在图书馆待的时间长了 , 他也认识了身边其他的“大龄考生” 。 2017年 , 谢鹏在图书馆复习时 , 认识了还在滨州学院附近的一个培训机构代课的李斌 。 李斌比谢鹏小3岁 , 参加的是2018年的考研 。
“我们这些大龄考生 , 心里都有个疙瘩 。 要么是读的学校不理想 , 要么是工作不理想 , 想考个更高的学历改变一下 。 ”李斌高考失利 , 只上了专科 , 虽然后来又自考本科 , 但找工作时却没人承认他的本科学历 , “市场上80%的工作我都投不了” 。 无奈 , 他只好入伍两年 , 退伍后在滨州学院附近的培训机构代课 , 给初中生做课外辅导 , 勉强算是一份工作 。
“我就想考个研究生 , 要不别人始终觉得我是个专科生 , 也不知道去哪里找个正经工作 。 ”李斌有过犹豫 , 脱离学校好几年 , 对研究生考试一无所知 。 况且 , 他27岁了 , 即使顺利地读完研 , 也已经年过三十 , 在就业市场上的优势不大 。 最后 , 还是谢鹏推着他向前走了一步 , “鹏哥给我找好了专业课的书 , 每天打电话叫我来复习” 。
2021年12月23日 , 太原市某图书馆内 , 众多考研学子在自习室复习
谢鹏对考研显得十分笃定 , 不仅对自己 , 对别人亦是如此 。 一起学习的人里 , 他是年纪最大的“大哥” 。 他会最早到图书馆 , 帮大家把位置占好 , 热心地帮其他人找资料 , 也常常督促李斌读书 , 检查他的复习进度 。 在李斌的记忆里 , 谢鹏唯一一次发脾气 , 就是因为“恨铁不成钢” 。 当时 , 谢鹏帮另一个“研友”找好复习资料 , 写了一套学习方法 , 又介绍了本专业的师兄 , 指导他写信提前联系导师 。 一切准备工作做完后 , 对方却隔三差五地不去图书馆 。 “鹏哥当时就生气了 , 觉得‘我这么努力帮你 , 你自己却不努力’ 。 ”

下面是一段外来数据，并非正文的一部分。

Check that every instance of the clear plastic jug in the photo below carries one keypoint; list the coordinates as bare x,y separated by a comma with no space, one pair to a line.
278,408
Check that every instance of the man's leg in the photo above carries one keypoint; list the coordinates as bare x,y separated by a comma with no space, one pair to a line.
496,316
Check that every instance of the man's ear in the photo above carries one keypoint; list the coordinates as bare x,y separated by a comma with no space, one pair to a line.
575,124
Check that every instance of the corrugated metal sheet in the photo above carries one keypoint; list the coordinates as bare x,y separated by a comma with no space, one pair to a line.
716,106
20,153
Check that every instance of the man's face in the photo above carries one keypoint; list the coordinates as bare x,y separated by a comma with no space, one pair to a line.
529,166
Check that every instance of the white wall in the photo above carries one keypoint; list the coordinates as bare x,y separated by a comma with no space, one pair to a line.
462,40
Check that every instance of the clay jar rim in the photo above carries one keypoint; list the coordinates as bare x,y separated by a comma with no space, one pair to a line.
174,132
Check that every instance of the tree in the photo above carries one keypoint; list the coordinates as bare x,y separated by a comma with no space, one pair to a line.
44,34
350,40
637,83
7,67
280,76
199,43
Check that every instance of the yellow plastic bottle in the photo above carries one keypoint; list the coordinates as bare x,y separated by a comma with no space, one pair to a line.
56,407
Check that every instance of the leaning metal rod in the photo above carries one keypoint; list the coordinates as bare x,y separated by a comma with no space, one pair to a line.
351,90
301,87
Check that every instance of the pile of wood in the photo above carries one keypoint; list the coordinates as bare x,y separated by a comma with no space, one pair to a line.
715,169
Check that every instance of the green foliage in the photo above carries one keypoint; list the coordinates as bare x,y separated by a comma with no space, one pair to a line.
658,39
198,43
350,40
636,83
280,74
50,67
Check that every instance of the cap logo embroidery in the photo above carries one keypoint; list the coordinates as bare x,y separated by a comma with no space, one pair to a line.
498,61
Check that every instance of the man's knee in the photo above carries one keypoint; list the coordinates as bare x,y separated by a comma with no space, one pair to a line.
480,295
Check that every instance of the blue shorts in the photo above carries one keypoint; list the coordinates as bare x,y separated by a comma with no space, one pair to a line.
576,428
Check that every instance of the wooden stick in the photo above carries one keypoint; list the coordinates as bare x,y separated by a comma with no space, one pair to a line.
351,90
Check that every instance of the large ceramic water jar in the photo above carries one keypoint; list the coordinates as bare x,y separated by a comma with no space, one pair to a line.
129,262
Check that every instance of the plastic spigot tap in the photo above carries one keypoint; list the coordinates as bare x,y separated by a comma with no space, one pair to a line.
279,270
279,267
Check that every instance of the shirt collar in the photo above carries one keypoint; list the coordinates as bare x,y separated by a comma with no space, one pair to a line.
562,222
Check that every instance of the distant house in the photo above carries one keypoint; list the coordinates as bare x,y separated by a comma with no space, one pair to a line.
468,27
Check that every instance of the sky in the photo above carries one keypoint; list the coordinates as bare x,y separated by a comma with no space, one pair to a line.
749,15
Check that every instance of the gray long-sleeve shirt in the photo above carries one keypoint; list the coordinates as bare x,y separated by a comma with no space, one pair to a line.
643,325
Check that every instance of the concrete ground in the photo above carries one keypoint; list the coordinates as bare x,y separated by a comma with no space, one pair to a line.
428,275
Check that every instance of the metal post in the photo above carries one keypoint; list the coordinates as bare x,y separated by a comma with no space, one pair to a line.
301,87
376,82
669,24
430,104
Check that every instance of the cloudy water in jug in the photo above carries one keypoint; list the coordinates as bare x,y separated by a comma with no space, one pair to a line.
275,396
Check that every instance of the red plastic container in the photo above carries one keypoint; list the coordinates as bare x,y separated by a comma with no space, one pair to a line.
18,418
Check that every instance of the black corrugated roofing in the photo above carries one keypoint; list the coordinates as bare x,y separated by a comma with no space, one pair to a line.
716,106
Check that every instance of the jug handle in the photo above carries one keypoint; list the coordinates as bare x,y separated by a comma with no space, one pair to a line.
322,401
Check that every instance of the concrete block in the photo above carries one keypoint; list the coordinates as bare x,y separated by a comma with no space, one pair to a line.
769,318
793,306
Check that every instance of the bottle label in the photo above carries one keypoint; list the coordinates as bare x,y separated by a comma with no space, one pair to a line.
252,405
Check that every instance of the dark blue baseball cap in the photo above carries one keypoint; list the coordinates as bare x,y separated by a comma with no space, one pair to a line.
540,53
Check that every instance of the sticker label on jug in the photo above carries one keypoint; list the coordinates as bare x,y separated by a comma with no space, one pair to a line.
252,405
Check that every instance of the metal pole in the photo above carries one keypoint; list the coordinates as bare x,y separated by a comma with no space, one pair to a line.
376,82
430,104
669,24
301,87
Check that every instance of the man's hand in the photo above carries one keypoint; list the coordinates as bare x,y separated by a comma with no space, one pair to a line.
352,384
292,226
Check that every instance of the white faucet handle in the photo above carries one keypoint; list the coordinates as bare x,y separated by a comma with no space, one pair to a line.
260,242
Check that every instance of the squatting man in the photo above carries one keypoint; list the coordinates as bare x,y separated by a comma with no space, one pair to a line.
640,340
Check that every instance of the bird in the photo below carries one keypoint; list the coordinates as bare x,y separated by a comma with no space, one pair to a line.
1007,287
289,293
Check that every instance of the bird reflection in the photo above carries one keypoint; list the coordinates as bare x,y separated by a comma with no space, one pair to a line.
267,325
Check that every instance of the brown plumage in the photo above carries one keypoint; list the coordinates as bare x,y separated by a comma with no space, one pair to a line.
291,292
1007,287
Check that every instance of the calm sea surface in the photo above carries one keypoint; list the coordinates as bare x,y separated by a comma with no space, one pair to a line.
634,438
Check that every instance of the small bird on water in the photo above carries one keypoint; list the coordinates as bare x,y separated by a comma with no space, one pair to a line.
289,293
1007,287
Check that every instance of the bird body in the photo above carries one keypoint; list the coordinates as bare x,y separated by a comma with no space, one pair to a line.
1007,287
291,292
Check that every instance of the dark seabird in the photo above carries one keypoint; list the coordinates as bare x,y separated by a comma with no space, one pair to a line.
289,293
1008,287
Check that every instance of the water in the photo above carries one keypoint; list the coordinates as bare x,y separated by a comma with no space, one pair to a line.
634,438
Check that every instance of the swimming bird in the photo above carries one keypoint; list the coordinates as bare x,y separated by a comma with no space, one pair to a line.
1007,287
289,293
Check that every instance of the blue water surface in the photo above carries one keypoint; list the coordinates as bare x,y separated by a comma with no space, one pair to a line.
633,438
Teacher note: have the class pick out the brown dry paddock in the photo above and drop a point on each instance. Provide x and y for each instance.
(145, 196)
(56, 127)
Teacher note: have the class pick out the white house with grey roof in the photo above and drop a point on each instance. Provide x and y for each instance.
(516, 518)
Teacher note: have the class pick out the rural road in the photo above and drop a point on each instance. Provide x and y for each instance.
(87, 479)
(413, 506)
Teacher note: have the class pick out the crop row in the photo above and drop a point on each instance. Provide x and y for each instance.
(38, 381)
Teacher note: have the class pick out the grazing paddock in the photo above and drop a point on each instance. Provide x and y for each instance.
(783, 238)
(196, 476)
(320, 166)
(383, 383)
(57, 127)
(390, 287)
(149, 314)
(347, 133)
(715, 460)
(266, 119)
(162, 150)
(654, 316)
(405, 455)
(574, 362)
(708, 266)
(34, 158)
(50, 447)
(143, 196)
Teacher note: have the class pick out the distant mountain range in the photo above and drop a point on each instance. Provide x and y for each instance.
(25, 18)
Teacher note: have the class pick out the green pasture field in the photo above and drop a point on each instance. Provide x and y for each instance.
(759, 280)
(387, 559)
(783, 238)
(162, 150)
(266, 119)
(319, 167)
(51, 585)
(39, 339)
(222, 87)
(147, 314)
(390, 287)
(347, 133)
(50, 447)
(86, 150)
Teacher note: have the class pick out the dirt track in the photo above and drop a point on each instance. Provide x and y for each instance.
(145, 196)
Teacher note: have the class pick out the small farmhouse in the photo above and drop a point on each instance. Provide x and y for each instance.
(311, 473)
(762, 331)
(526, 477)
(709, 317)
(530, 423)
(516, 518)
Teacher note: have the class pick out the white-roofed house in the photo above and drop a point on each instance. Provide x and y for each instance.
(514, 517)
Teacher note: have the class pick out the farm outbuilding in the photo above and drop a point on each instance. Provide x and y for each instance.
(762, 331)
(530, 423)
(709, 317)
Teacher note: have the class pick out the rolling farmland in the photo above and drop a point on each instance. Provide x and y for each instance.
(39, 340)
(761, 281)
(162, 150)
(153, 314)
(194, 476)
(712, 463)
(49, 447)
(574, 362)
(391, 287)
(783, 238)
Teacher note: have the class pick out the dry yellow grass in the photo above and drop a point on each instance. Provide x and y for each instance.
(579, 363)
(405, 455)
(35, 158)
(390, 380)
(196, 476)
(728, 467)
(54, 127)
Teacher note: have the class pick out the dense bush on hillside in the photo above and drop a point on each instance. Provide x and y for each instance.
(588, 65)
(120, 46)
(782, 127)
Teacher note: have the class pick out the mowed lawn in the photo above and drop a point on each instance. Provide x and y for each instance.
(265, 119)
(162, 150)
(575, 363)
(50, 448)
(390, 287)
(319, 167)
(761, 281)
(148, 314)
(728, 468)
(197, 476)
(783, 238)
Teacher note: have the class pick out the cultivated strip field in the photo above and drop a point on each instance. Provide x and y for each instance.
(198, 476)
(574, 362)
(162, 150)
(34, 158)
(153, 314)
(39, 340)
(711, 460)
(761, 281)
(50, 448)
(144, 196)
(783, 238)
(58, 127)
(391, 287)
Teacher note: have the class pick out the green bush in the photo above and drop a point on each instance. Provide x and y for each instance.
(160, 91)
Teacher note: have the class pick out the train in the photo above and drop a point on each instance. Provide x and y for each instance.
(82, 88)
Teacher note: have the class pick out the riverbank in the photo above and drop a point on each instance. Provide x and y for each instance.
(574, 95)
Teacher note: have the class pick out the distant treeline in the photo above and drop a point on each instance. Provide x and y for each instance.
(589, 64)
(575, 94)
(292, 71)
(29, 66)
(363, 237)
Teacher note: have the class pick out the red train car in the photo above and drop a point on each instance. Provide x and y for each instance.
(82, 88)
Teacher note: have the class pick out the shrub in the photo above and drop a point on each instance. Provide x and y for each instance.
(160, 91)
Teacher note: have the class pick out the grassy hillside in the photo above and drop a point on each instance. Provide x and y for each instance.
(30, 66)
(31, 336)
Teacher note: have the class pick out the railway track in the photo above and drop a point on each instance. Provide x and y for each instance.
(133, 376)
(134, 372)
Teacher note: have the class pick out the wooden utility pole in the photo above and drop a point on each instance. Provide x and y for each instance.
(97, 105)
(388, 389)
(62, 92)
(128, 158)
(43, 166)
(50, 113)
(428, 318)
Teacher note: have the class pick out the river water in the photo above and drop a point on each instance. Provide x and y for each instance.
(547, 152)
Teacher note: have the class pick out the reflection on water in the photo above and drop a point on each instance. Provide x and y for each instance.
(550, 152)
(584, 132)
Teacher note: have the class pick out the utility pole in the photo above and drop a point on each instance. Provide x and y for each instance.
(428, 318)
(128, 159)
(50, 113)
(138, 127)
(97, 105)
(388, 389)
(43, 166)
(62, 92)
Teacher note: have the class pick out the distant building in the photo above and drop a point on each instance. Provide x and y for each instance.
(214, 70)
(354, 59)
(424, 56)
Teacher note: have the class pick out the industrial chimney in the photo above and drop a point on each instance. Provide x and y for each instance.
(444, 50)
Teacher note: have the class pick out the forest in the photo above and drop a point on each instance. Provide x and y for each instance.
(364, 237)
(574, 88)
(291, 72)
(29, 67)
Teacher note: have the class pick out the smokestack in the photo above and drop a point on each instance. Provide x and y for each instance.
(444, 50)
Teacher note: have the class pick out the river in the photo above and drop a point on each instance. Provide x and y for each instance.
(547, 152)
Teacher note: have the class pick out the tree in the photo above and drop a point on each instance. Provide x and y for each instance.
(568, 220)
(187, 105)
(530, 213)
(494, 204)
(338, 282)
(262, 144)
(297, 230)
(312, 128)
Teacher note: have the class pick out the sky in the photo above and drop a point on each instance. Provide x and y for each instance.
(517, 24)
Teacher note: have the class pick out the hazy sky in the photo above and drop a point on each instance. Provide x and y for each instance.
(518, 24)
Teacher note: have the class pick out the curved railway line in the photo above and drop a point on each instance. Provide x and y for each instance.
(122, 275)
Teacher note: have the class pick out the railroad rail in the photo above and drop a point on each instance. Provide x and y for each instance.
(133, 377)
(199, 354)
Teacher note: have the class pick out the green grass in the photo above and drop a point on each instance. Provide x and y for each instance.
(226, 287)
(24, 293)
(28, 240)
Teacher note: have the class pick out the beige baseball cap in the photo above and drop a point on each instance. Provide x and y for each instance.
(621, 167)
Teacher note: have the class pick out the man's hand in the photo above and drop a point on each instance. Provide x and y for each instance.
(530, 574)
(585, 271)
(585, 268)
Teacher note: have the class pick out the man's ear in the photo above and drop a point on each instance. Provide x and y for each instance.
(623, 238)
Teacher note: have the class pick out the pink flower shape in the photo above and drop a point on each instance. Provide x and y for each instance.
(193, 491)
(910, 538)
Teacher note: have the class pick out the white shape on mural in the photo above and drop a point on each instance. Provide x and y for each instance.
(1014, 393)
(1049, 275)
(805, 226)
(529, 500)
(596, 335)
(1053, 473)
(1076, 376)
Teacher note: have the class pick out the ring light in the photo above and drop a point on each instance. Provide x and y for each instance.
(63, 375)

其实 , 作为大龄考生的谢鹏有着自己的焦虑 。 31岁时辞职考研的选择 , 如今被他的父母和朋友们轻描淡写地带过了 。 他经历了怎样的拉扯和思量 , 现在已经不得而知 , 但可以肯定的是 , 他做好了背水一战的准备 。 毕竟 , 被他视为重要上升通道的考研 , 也是李斌和其他大多数“普通人”为数不多的选择——和高考一样 , 考研逐渐成为一座拥挤、狭窄的独木桥 。 2013年谢鹏参加考研时 , 全国的报名人数是172万人 , 到了2017年 , 已经增加到238万人 。 今年 , 这一数据已经突破450万 。 开考前 , 北京的一座地铁站冲上热搜 , 一批批考生赶来打卡祈福 。 车站外墙上挂着三个大字:上岸站 。
纪录片《中国门》剧照
同样在海里漂浮着 , “上岸”对没有“年轻”做救生衣的大龄裸辞考生来说 , 更加迫在眉睫 。 “最后一次考研时 , 他也不怎么挑学校了 , 就想着能有一个研究生可以上就行 , 哪怕是一个‘双非’学校 。 ”李斌告诉本刊 。 这一次 , 谢鹏选择的是辽宁工程技术大学 , 因为“在这个学校里有认识的人 , 往年的真题、复习资料、应该怎么备考都比较清楚 , 成功率高” 。
庆幸的是 , 这一年他终于“上岸”成功 。 2018年春节前 , 谢建业和梁淑贞在客厅里坐着 , 谢鹏冲出来告诉他们 , 自己考上了研究生 。 梁淑贞有些意外 , “没想过他能考上 。 总归是好事 , 他想读书 , 我们就再供他三年呗!”作为家里唯一的孩子 , 他独享父母所有的爱和精力 。
对50多岁的梁淑贞来说 , 一切都充满了未知 , 那是一所他们没听过的大学 , 一座远在东北、从未踏足的小城市 。 但眼前儿子的兴奋打消了她的疑虑 。 那是谢鹏过得最得意的一个春节 , 新的人生图景正在他眼前展开 。 每每被亲戚问起近况 , 他都能底气十足地说 , 自己正在准备上研究生的事情 。